In the case of complexity of value, the thesis is that there are many independent reflectively consistent degrees of freedom in our intended specification of what's good, bad, or best. Getting one degree of freedom aligned with our intended result doesn't mean that other degrees of freedom need to align with our intended result. So trying to "patch" the first simple specification that doesn't work, is likely to result in a different specification that doesn't work.

When we try to use a narrow AI algorithm to attack a problem which has a central tendency requiring general intelligence to capture, or at any rate requiring some new structure that the narrow AI algorithm can't handle, we're effectively asking the narrow AI algorithm to learn something that has no simple structure relative to that algorithm.

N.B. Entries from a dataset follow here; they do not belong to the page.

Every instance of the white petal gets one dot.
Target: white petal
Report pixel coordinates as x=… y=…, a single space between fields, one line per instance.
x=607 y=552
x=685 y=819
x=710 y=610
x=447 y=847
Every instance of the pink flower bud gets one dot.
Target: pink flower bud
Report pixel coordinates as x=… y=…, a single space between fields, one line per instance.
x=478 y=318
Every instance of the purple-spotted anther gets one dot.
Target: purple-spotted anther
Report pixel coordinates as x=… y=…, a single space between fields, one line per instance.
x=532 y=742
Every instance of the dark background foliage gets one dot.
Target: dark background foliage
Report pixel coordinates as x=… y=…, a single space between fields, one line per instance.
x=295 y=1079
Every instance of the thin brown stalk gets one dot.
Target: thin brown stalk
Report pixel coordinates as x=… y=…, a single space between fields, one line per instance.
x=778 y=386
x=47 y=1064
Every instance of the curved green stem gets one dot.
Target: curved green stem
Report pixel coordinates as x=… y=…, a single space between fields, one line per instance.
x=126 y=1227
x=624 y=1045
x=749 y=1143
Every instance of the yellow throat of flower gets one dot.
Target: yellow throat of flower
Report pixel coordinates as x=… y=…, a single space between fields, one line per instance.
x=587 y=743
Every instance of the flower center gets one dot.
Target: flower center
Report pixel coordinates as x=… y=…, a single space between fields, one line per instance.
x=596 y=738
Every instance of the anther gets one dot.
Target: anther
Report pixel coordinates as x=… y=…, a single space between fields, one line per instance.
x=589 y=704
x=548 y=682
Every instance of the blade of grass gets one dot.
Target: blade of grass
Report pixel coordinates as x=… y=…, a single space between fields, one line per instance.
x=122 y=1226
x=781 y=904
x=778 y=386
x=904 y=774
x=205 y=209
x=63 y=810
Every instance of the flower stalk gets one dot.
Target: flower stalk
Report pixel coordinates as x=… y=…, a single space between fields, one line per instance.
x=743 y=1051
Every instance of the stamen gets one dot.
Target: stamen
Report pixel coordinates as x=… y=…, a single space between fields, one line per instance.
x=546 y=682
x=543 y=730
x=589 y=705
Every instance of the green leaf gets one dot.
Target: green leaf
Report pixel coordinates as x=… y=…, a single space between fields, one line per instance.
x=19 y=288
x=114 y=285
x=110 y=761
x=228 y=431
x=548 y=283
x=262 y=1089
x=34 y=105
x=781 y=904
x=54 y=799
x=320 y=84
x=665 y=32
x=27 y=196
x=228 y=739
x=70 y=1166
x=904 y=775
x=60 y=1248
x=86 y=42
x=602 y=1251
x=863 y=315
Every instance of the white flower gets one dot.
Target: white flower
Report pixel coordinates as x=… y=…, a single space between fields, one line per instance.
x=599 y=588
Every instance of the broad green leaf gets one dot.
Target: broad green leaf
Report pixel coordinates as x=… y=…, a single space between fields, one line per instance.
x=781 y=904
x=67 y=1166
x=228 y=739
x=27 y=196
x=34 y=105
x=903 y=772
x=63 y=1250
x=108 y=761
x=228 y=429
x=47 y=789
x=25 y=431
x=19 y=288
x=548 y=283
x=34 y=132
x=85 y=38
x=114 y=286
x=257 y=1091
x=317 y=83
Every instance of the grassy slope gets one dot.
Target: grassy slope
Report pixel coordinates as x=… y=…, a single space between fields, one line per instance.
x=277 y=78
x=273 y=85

This is why early AI researchers' experience with "lack of common sense" that you can't patch with special cases may be foreseeably indicative of how frustrating it would be, in practice, to repeatedly try to "patch" a kind of difficulty that we may foreseeably need to confront in aligning AI.

That is: Whenever it feels to a human like you want to yell at the AI for its lack of "common sense", you're probably looking at a domain where trying to patch that particular AI answer is just going to lead into another answer that lacks "common sense". Previously in AI history, this happened because real-world problems had no simple central learnable solution relative to the narrow AI algorithm. In value alignment, something similar could happen because of the complexity of our value function, whose evaluations also feel to a human like "common sense".

Relevance to alignment theory

Patch resistance, and its sister issue of lack of correlated coverage, is a central reason why aligning advanced agents could be way harder, way more dangerous, and way more likely to actually kill everyone in practice, compared to optimistic scenarios. It's a primary reason to worry, "Uh, what if aligning AI is actually way harder than it might look to some people, the way that building AGI in the first place turned out not to be something you could do in two months over the summer?"

It's also a reason to worry about context disasters revolving around capability gains: Anything you had to patch-until-it-worked at AI capability level $k$ is probably going to break hard at capability $l \gg k.$ This is doubly catastrophic in practice if the pressures to "just get the thing running today" are immense.

To the extent that we can see the central project of AI alignment as revolving around finding a set of alignment ideas that do have simple central tendencies and are specifiable or learnable which together add up to a safe but powerful AI - that is, finding domains with correlated coverage that add up to a safe AI that can do something pivotal - we could see the central project of AI alignment as finding a collectively good-enough set of safety-things we can do without endless patching.

Comments

Paul Christiano

This is a more general pattern in theoretical research. When you first start to attack a hard problem you often notice many promising lines of attack. Somehow in every line of attack, there will be at least (and often exactly) one thing that doesn't quite work out. Terence Tao has described this as feeling like "enemy movements" or something like this (though I can't find the quote). It is generally not possible to cross such gaps until you actually understand them. Once you do, instead of looking for a path from premises to conclusions you look for any gap in the chasm that seperates them. Once you've found the gap, it's often easy to go from premises to the gap and then from the gap to your conclusions.